For decades, little or nothing was known about these mysterious Jackson Tapes; the recordings seemed lost, and there's still a little bit of confusion about their origin and their content. So I will try to make some clarity here.

In January 1970, between From Genesis To revelation and Trespass, in an era of constant change that brought Genesis from the quite good group of the first album to the style for which they are still remembered today. Those months between late 1969 and early 1970 were perhaps the most important period of their career.

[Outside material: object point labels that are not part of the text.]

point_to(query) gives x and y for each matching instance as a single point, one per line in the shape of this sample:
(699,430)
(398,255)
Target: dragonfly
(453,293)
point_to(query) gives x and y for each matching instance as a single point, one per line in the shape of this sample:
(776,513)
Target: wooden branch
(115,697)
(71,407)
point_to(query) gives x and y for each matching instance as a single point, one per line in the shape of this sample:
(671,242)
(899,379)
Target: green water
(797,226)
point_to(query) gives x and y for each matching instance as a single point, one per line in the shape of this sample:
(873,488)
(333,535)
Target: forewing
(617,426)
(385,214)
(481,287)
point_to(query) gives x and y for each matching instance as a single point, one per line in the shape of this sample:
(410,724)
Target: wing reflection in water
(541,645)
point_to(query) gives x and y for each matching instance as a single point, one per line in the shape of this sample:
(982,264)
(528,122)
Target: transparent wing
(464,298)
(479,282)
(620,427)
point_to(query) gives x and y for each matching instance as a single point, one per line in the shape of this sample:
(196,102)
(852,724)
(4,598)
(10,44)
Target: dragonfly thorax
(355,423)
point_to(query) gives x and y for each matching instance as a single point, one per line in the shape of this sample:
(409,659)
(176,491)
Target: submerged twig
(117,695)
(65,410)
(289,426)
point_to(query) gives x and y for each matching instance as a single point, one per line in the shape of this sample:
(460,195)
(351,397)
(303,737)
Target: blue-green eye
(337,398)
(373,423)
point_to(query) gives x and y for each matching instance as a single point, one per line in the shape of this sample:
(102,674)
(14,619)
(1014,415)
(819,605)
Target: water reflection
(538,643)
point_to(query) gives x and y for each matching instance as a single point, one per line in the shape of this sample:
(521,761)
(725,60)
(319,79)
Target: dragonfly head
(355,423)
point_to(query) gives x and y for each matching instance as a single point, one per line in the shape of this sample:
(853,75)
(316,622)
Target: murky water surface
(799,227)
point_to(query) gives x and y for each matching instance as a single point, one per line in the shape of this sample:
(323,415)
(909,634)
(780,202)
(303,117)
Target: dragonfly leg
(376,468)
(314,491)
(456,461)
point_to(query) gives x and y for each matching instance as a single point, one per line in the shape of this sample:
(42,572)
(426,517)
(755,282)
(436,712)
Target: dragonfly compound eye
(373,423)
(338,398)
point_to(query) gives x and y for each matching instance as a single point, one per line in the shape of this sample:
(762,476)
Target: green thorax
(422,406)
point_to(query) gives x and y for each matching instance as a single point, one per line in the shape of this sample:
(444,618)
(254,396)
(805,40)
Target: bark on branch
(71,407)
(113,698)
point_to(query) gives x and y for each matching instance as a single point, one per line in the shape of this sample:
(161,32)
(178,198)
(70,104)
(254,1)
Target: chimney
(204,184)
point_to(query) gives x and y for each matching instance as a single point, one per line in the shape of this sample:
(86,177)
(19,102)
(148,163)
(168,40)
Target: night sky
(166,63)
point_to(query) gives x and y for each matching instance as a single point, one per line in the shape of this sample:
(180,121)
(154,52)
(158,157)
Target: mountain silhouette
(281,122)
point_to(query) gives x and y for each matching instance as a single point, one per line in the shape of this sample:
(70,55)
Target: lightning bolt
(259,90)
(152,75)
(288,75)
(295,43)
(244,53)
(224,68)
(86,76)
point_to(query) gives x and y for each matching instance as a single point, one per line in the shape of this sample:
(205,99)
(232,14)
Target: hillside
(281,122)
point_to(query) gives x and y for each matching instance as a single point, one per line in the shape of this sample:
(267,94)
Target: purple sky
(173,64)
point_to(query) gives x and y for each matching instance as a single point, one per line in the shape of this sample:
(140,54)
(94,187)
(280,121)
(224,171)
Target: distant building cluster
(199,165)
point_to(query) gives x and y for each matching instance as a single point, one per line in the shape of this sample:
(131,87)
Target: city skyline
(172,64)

It was then that they found their way and laid important foundations for the future, all very evident in Trespass, as well as in Nursery Cryme and in these Jackson Tapes.

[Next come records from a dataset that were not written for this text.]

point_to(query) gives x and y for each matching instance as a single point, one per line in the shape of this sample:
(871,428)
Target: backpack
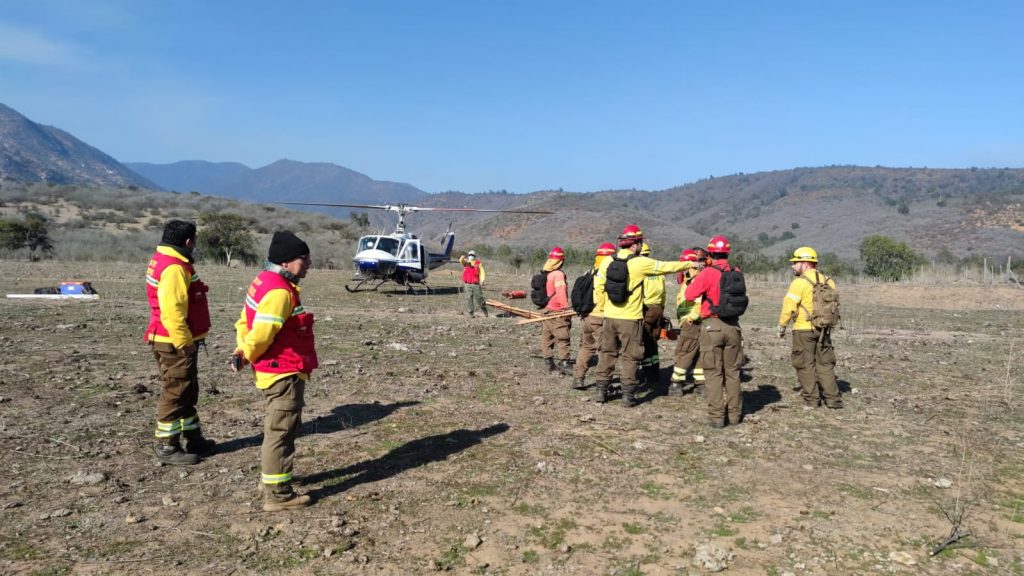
(824,300)
(539,289)
(732,298)
(583,294)
(616,277)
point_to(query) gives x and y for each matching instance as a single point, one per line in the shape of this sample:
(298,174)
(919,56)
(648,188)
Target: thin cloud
(28,46)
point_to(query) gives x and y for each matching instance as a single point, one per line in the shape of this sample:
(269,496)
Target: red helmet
(630,236)
(719,245)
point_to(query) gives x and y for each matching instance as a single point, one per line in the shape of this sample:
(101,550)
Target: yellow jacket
(640,268)
(799,300)
(270,314)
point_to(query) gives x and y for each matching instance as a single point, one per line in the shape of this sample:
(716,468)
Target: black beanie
(286,246)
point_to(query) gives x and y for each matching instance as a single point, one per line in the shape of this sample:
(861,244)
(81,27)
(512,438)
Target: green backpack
(824,300)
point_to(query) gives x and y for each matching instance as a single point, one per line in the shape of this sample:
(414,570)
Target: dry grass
(423,427)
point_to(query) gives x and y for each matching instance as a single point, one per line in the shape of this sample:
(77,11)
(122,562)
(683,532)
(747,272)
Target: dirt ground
(434,442)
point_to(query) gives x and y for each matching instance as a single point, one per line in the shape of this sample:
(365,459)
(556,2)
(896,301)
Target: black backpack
(732,294)
(616,280)
(583,294)
(539,289)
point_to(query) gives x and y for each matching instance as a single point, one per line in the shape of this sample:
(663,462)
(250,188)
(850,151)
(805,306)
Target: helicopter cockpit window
(389,245)
(411,251)
(367,242)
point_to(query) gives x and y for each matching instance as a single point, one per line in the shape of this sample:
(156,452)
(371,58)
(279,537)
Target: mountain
(282,180)
(966,212)
(33,153)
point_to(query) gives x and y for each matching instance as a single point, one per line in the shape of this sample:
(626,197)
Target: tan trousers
(621,339)
(555,332)
(721,356)
(590,338)
(281,427)
(687,352)
(815,364)
(178,391)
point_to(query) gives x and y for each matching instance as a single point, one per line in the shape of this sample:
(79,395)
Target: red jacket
(293,348)
(707,284)
(198,319)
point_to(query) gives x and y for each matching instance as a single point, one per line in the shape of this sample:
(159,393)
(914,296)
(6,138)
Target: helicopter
(400,256)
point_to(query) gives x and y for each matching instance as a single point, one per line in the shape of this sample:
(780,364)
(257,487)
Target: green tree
(226,235)
(887,258)
(31,234)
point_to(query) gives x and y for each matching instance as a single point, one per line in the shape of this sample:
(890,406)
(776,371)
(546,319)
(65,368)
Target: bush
(887,258)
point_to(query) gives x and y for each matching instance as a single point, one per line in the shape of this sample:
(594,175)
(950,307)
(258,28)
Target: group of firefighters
(709,353)
(621,324)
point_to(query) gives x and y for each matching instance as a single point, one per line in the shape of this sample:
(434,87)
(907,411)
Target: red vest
(471,273)
(293,348)
(199,309)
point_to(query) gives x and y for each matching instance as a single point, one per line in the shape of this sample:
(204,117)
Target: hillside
(34,153)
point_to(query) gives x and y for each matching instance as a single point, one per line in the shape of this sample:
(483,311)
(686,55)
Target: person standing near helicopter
(274,333)
(473,276)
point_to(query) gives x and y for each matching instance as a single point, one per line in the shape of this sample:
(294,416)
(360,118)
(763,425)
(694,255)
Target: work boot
(197,444)
(629,400)
(565,367)
(282,497)
(169,451)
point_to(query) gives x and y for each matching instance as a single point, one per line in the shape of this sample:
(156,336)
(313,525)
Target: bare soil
(434,442)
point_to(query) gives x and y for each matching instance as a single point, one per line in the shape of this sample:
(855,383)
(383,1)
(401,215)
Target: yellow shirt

So, as I said, we are at the beginning of 1970 and Genesis were commissioned a soundtrack for a documentary, which should have been on a painter named Mick Jackson (or at least this seems to be the name, even if it is not totally sure). Sadly, however, this documentary never saw the light of day and is still lost today, and so it seemed to be the soundtrack. Until a few years ago when, apparently, these tracks popped up in the bootleg market and were bought by Genesis themselves (or someone on their behalf) and then officially released in a bonus CD in the boxset "Genesis 1970-1975" in 2008. But what about the music? Well, let's analyze all four tracks that make up these Jackson Tapes:

1 - Provocation

It soon becomes obvious that the introduction of this track ended up in The Fountain Of Salmacis the following year. Here, however, Gabriel sings a different vocal line on it (which starts in a different, more fragmentary way). Shortly thereafter comes a never-heard section, full of rhythmic changes, which then leads us, quite curiously, to what will become the ending of Looking For Someone, again with a vocal line that is absent in the final version. Perfect example of the growth process of those times, as well as of the fact that many musical ideas used later were born in this era. We will see others in fact.

2 - Frustration

We talked about ideas used later and we find ourselves practically listening to Anyway, from The Lamb Lies Down On Broadway. The main section is almost identical (apart from the lyrics, of course), up to the section that in the album precedes Hackett's solo. Here it is followed by a new section in which Gabriel exclaims "I say what's the use" (curiously, this phrase was already present, in a very similar way, also musically, in the song Hair On The Arms And Legs, an outtake From Genesis To Revelation) and from a further, more rhythmic, section that almost reminds me of early Camel (or vice versa, more probably); up to a final that, after a frenetic organ ascent, leaves us suspended.

3 - Manipulation

In case further proof of the fact that The Musical Box comes largely from Anthony Phillips (in addition to the F Sharp demo) is needed, here we find an embryonic instrumental version of the aforementioned, also complete with the sections that will later accompany the various solos. As it progresses, however, it ventures into sections that will not find a place in the final version, but always remaining instrumental.

4 - Resignation

Here instead we have a totally new song, again instrumental, not far from certain sections of Stagnation. So it is maybe not so absurd to think that some of these sections could have been part of the legendary The Movement: a long suite played, it seems, only in live concerts, and of which very little is known except that it was then condensed, in fact, in Stagnation.